2 is the loneliest number – Why are songwriters still punished for 1909?
Chris Castle digs into why U.S. songwriters are still legally and financially tethered to an antiquated 2¢ mechanical royalty rate established in 1909, and how the situation might be rectified.
Guest post by Chris Castle of Music Technology Policy
If you don’t know the history, you may think that songwriters are paid so little because somehow they don’t deserve more. That’s not true.

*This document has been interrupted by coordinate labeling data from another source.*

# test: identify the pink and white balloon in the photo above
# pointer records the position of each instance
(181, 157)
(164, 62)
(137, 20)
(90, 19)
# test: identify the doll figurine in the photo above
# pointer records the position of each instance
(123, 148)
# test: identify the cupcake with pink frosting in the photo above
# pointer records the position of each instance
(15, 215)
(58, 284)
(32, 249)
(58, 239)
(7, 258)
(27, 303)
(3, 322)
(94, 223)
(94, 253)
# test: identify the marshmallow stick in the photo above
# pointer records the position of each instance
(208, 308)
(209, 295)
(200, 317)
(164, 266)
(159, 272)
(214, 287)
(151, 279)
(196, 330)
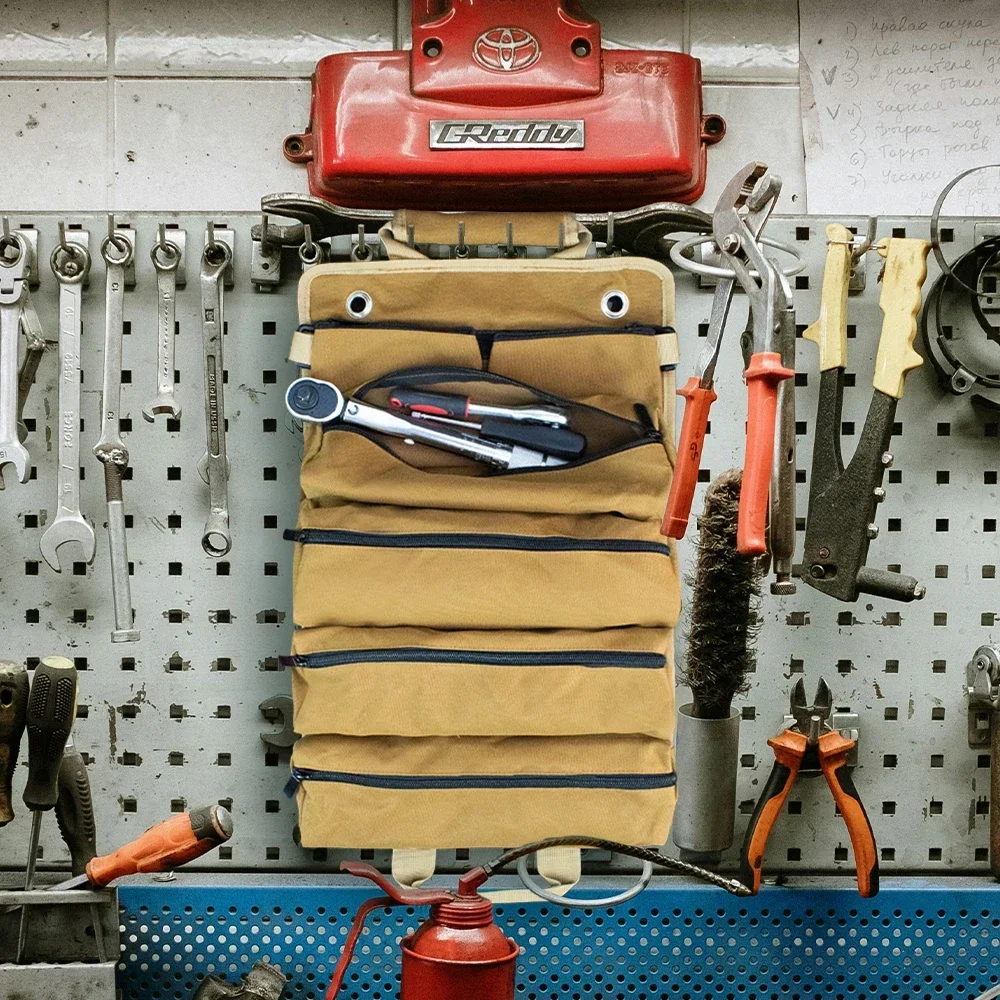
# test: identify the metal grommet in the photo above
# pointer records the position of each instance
(359, 305)
(614, 304)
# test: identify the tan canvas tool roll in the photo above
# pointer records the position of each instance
(484, 658)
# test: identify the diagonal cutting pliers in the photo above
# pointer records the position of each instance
(811, 742)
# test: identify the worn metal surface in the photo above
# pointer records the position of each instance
(172, 721)
(916, 940)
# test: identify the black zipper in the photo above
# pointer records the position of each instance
(424, 654)
(637, 329)
(618, 782)
(469, 540)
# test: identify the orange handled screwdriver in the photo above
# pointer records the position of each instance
(163, 847)
(744, 205)
(13, 712)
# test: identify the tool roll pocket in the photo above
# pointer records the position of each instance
(483, 655)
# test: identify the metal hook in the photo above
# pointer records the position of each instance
(866, 244)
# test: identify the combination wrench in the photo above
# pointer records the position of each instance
(214, 465)
(166, 257)
(118, 252)
(70, 263)
(13, 289)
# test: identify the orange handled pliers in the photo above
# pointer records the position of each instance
(810, 742)
(737, 222)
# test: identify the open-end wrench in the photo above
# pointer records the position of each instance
(13, 288)
(118, 252)
(166, 257)
(214, 466)
(70, 264)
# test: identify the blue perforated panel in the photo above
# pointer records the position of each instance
(918, 942)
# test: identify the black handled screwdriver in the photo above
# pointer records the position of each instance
(13, 712)
(51, 711)
(75, 809)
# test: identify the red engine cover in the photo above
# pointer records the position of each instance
(505, 105)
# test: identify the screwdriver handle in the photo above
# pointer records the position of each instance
(51, 710)
(166, 846)
(75, 809)
(763, 375)
(438, 404)
(13, 711)
(697, 404)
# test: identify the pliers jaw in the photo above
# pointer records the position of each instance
(810, 734)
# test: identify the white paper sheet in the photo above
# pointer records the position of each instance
(898, 98)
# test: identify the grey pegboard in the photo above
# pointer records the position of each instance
(173, 719)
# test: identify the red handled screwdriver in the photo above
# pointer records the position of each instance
(13, 712)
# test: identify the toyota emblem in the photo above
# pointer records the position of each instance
(506, 50)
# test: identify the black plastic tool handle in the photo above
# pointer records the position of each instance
(559, 441)
(13, 712)
(51, 710)
(75, 810)
(437, 404)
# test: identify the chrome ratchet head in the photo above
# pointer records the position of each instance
(315, 401)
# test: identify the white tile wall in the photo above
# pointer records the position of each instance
(183, 104)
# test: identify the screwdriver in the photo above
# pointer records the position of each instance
(163, 847)
(13, 711)
(75, 809)
(51, 710)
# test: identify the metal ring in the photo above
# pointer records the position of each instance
(608, 307)
(115, 241)
(356, 310)
(710, 271)
(946, 268)
(169, 250)
(72, 251)
(583, 904)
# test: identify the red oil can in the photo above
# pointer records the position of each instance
(503, 105)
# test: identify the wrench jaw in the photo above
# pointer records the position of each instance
(216, 540)
(64, 529)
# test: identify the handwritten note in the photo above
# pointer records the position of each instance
(898, 98)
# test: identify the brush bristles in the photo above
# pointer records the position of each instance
(725, 606)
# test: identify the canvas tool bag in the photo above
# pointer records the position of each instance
(484, 658)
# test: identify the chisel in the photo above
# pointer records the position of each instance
(51, 710)
(13, 712)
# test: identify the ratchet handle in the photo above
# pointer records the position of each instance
(437, 404)
(697, 404)
(763, 376)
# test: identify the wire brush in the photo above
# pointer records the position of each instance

The reason that songwriters are paid so little is that every U.S. mechanical royalty rate we have and have had since 1909 somehow refers back to the 2¢ rate set by Congress in 1909 that did not change until 1978. (And due to America’s long commercial shadow, that base-2¢ valuation is visited on the rest of the world.)

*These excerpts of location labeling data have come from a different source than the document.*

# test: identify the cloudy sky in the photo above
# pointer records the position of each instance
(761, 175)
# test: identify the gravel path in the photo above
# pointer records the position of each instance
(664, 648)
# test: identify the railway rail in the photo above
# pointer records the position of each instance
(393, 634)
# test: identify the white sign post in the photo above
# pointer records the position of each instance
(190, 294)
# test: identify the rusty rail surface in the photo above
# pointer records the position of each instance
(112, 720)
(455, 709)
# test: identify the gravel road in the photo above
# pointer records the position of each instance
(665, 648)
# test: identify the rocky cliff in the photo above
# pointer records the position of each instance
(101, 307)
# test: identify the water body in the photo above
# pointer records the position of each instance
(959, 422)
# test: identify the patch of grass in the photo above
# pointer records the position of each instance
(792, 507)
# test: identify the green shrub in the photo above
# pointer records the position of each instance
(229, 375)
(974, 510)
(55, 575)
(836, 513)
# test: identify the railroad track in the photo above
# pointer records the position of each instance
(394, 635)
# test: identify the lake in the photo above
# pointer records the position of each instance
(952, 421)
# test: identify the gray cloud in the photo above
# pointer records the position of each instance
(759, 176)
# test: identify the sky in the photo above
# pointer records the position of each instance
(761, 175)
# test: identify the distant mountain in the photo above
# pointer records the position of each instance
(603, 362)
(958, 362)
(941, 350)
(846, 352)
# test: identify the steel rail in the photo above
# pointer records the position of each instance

When Congress decided to increase the 2¢ rate in the 1976 revision of the Copyright Act, they did not start over again, they started increasing a rate that had already been eaten away by inflation for 68 years. As Jennine Nwoko and Jacqueline Charlesworth observed in an amicus brief on behalf of Songwriters of North America and Music Artists Coalition, “…the original 2-cent rate established by Congress…has risen to only 9.1 cents, which is well below the 50-plus cent rate that would apply today if adjusted for inflation.”
Of course, I’d suggest that continuing to think of even an inflation-adjusted historical rate elevates the 2¢ rate to being a candidate for status as a transcendental number like π. Think about it–if Nwoko and Charlesworth are correct that the inflation adjusted benchmark rate in 1977 should have been over 50¢ instead of 2¢, are they not actually saying that the real 1977 statutory rate adjusted for inflation is -48¢, a negative royalty? Which means that even after 29 years of glacial statutory increases from 2¢ to 9.1¢ (not 44 years because the rates were frozen in 2006), songwriters are still receiving a negative real royalty rate.
That’s right–songwriters are paid less than zero. And since all the statutory rates refer back to the 2¢ rate one way or another, the number 2 in this context has taken on transcendental meaning kind of like π. Consider that π may be an infinite number because we measure it in the base-10 system. If π were actually a building block of a different computational system like 10 is to base-10, maybe it would not be infinite. Maybe we’re just measuring it with the wrong tool.
So when we say things like the statutory rate should have been 50¢ in 1977, maybe we’re just looking at it wrong. Maybe the byzantine social structure built up around a completely misguided gaslit royalty numbering system just shrouds it in a special language that has no connection to the actual value of a song. If you abandoned the statutory rate system, we certainly wouldn’t say that the value of a song is so low that it’s negative, right? Particularly not given the extraordinary growth in the value of music since 1909 or even 2009.
But that is essentially what we say when we even accept the premise that all conversations about mechanical royalties have to start in this base-2¢ world that never did and still doesn’t connect to reality.
It’s a very desolate pit to crawl out of. It’s no wonder that many songwriters feel unheard and lonely.